TEARS OF JOY The “tiger tear salad” — a mix of sliced steak, bell pepper, red onion, and lemongrass
— could be spicier, but it’s lovely nonetheless. |
Floating stones are significant in Buddhism, and "floating" cities are several in Cambodia, where rivers, marshes, and canals can be worked into idyllic towns. If you want to know whether "Floating Rock" refers to either of these things, you will have to ask (an anonymous critic never does). In either case, this Floating Rock was once a much-admired Revere storefront, now moved into a handsome and larger space in Central Square, Cambridge. If summer brings an urge for spicy Asian food, this is a splendid place to get some, despite a few chili-pepper compromises.The new place is among the most handsome Asian restaurant in these parts: a white-oak floor, two larger-than-life wood sculptures in an Angkor Wat style, red-stained tables, and orange, tan, and beige walls with black ceilings. The effect is a kind of dusty haze that is light, elegant, and exotic all at once. As a blessing, there is no background music, at least not on an early weekday, so you can talk about your food, elegantly presented in square white plates and bowls.
My favorite appetizer is the recently added fish cakes ($6), which resemble the tod mun pla served in Thai restaurants, but are much tastier, with a provocative blend of chopped lime leaves, chilies, and galangal worked into eggy little fish squares. Four are arranged around a terrific salad of thin-sliced cucumber marinated in sweet vinegar with some red-pepper flakes.
Another knockout is "spicy sour soup" ($8/individual; $15 family), a jade-green sonata in the flavors of lemongrass, kaffir-lime leaf, garlic, and Asian basil organized by a solid base of hot chili, filled with bean-length pieces of what I think was the Chinese "hollow-stem vegetable" u-toy. I may have the vegetable wrong, but you won't go wrong ordering this.
A more familiar form of spicy is the "jumbo spicy wings" ($7), which are buffalo wings fried and dipped in something like sriracha sauce (hotter and sweeter than what they use in Buffalo). No celery, no blue cheese.

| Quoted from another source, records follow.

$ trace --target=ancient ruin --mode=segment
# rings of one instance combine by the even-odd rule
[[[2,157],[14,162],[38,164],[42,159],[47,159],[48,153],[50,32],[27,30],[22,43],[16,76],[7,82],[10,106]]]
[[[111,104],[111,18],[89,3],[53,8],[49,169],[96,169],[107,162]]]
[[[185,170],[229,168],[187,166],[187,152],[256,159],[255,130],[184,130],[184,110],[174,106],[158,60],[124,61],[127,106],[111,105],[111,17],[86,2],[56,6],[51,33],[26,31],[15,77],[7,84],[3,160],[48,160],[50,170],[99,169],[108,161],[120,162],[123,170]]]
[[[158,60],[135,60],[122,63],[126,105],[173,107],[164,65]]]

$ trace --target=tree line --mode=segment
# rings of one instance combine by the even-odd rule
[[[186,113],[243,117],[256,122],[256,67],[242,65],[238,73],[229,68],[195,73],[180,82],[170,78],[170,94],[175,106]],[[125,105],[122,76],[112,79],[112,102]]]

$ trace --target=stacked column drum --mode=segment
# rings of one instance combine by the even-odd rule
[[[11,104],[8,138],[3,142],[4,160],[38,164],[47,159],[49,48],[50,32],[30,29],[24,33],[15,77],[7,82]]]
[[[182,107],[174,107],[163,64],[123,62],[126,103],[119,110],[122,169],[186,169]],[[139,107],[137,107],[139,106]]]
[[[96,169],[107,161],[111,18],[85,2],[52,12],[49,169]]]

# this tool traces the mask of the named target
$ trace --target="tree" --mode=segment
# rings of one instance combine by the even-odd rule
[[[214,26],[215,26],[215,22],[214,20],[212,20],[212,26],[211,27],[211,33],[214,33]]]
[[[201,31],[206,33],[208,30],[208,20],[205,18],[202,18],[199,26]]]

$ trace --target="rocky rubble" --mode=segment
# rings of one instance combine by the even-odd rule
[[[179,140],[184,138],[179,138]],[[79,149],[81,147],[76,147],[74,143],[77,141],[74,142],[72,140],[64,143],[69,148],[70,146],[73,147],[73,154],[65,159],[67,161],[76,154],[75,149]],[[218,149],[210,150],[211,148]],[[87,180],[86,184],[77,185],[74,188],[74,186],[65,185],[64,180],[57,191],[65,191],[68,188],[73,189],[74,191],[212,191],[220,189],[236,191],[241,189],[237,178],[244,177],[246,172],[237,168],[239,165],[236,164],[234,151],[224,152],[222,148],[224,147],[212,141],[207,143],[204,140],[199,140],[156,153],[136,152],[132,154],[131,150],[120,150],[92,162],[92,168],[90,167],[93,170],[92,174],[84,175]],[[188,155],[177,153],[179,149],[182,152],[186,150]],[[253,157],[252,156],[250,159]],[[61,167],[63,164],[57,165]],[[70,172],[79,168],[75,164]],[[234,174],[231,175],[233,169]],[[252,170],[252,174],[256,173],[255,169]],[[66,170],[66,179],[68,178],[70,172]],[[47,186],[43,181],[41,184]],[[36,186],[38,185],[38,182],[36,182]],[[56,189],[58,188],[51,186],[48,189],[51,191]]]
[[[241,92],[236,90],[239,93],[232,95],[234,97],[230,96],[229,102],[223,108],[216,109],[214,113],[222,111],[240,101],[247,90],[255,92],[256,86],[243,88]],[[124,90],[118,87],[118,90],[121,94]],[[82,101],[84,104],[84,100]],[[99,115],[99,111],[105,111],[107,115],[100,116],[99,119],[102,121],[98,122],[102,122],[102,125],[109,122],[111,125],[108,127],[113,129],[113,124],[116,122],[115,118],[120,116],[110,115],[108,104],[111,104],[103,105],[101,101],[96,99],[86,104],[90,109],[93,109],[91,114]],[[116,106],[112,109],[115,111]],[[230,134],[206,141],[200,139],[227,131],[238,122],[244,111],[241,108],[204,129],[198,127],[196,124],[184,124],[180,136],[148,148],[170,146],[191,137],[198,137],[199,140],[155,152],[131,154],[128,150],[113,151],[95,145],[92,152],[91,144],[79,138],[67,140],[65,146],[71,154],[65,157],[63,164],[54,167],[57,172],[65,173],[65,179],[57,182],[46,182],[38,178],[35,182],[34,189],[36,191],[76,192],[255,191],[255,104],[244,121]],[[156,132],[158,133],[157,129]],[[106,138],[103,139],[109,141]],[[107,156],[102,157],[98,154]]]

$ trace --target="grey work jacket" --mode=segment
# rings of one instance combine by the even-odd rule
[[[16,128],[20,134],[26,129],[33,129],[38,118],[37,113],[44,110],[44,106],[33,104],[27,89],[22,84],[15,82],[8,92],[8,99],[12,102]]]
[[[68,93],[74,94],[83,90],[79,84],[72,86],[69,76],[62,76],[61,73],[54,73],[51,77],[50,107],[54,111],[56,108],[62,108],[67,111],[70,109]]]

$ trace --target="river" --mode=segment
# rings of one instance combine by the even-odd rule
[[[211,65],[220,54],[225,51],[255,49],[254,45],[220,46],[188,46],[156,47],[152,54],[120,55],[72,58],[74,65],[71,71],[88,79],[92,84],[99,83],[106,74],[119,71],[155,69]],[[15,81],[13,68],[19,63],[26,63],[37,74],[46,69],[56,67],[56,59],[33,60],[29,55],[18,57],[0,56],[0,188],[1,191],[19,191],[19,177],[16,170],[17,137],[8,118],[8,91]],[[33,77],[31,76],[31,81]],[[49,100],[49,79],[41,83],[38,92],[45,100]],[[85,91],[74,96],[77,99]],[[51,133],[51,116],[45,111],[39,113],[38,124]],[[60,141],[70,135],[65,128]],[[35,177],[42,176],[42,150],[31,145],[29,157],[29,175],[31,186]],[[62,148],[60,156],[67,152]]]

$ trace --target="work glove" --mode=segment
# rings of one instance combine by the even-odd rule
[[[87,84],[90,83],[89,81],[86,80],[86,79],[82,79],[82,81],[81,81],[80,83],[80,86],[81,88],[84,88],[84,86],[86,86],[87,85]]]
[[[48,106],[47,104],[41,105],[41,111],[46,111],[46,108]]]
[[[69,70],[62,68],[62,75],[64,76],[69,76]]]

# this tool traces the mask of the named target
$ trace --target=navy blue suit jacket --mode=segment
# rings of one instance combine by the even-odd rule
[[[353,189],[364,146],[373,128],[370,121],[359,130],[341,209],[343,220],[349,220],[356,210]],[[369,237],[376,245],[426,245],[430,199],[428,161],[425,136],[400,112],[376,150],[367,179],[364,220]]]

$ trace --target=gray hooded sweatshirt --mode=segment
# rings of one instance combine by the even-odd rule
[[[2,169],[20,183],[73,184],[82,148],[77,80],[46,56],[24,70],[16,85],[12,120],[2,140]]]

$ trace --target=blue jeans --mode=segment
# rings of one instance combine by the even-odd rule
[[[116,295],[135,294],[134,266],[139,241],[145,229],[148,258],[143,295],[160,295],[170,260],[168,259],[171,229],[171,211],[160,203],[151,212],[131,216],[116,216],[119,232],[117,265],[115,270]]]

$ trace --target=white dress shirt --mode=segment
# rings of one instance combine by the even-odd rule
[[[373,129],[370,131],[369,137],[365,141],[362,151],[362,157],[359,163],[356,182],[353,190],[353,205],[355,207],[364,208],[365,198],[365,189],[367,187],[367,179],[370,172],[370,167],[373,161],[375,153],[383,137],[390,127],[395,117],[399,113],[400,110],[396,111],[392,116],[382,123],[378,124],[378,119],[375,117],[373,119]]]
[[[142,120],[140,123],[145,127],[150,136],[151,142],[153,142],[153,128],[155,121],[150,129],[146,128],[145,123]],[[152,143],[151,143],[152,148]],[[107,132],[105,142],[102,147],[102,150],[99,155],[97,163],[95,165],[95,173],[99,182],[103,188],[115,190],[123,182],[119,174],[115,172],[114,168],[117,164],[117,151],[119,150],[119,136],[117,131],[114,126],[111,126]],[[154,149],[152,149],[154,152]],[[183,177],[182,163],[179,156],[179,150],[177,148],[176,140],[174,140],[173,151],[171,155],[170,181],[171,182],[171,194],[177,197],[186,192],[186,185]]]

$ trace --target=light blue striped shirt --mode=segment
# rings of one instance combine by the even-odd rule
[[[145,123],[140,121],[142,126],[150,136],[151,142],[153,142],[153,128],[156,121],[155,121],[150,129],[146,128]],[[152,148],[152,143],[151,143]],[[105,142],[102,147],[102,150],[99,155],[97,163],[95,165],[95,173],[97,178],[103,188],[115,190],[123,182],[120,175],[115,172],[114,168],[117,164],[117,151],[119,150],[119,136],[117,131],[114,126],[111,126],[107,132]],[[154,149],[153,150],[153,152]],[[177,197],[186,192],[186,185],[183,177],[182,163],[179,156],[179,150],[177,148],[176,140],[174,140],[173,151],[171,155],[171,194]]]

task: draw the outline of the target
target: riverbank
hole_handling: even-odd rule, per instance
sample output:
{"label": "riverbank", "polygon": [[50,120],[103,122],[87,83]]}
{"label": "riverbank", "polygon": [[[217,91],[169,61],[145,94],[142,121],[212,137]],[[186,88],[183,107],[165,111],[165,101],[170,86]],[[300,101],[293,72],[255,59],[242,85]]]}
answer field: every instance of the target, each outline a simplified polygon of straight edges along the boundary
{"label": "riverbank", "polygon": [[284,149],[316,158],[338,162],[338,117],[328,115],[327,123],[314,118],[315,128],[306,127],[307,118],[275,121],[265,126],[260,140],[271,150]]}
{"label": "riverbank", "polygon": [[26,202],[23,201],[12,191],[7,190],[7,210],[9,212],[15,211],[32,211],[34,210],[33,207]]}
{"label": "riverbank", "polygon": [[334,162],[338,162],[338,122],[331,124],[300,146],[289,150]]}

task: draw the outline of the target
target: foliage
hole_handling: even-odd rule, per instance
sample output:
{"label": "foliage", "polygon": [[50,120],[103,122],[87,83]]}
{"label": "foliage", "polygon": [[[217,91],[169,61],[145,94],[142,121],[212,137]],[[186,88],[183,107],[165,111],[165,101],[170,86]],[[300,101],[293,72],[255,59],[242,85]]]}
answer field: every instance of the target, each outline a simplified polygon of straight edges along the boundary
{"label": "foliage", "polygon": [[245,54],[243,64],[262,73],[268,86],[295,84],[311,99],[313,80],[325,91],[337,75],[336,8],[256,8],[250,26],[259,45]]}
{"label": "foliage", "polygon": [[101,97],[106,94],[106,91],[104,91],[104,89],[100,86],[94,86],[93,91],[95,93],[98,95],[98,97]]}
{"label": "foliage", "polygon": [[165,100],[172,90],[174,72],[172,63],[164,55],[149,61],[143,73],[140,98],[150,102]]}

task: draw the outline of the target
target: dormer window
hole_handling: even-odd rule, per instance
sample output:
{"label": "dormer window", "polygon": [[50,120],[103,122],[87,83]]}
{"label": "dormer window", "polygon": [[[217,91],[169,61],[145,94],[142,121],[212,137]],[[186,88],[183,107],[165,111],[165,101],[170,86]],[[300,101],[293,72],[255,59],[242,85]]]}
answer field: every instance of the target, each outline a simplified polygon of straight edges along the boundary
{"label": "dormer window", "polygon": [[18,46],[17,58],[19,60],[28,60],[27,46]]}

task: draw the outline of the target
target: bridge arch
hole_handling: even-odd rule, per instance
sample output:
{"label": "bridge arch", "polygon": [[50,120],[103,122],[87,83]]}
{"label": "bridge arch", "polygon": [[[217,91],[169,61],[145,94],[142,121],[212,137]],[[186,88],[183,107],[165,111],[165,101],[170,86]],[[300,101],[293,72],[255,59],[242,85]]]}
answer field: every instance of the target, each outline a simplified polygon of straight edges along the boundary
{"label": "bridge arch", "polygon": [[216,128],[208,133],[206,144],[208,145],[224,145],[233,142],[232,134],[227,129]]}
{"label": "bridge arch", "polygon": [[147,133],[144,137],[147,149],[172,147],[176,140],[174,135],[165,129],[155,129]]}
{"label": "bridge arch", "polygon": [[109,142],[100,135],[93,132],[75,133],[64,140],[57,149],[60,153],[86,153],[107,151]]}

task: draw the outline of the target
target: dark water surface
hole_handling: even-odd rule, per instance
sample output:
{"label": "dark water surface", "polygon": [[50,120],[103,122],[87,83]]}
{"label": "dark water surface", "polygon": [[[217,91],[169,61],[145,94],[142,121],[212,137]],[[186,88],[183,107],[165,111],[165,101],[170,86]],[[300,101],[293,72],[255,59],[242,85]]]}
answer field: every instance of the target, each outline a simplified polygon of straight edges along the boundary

If that's too mouth-tingling, fresh spring rolls ($6; $5/vegetarian) are prettier than any you would roll yourself (the traditional presentation), with sliced shrimp glowing like gold coins through the translucent rice skins, and filled with rice noodles, cabbage, carrot, cucumber, and mint. The dip is like a Vietnamese nuoc cham, sweet with a little fish sauce, and chopped fresh-roasted peanuts on the side.
The dish that got them out of Revere is the famous "tiger tear salad" ($16). Here it's rated without a silhouette, but it's the kind of thing that should actually burn your socks off. As it is, you have sliced steak, red and green bell peppers where the scorching chilies ought to be, red onion or shallots, a complex lemongrass flavor, and ground toasted rice for crunch. It's a lovely dish.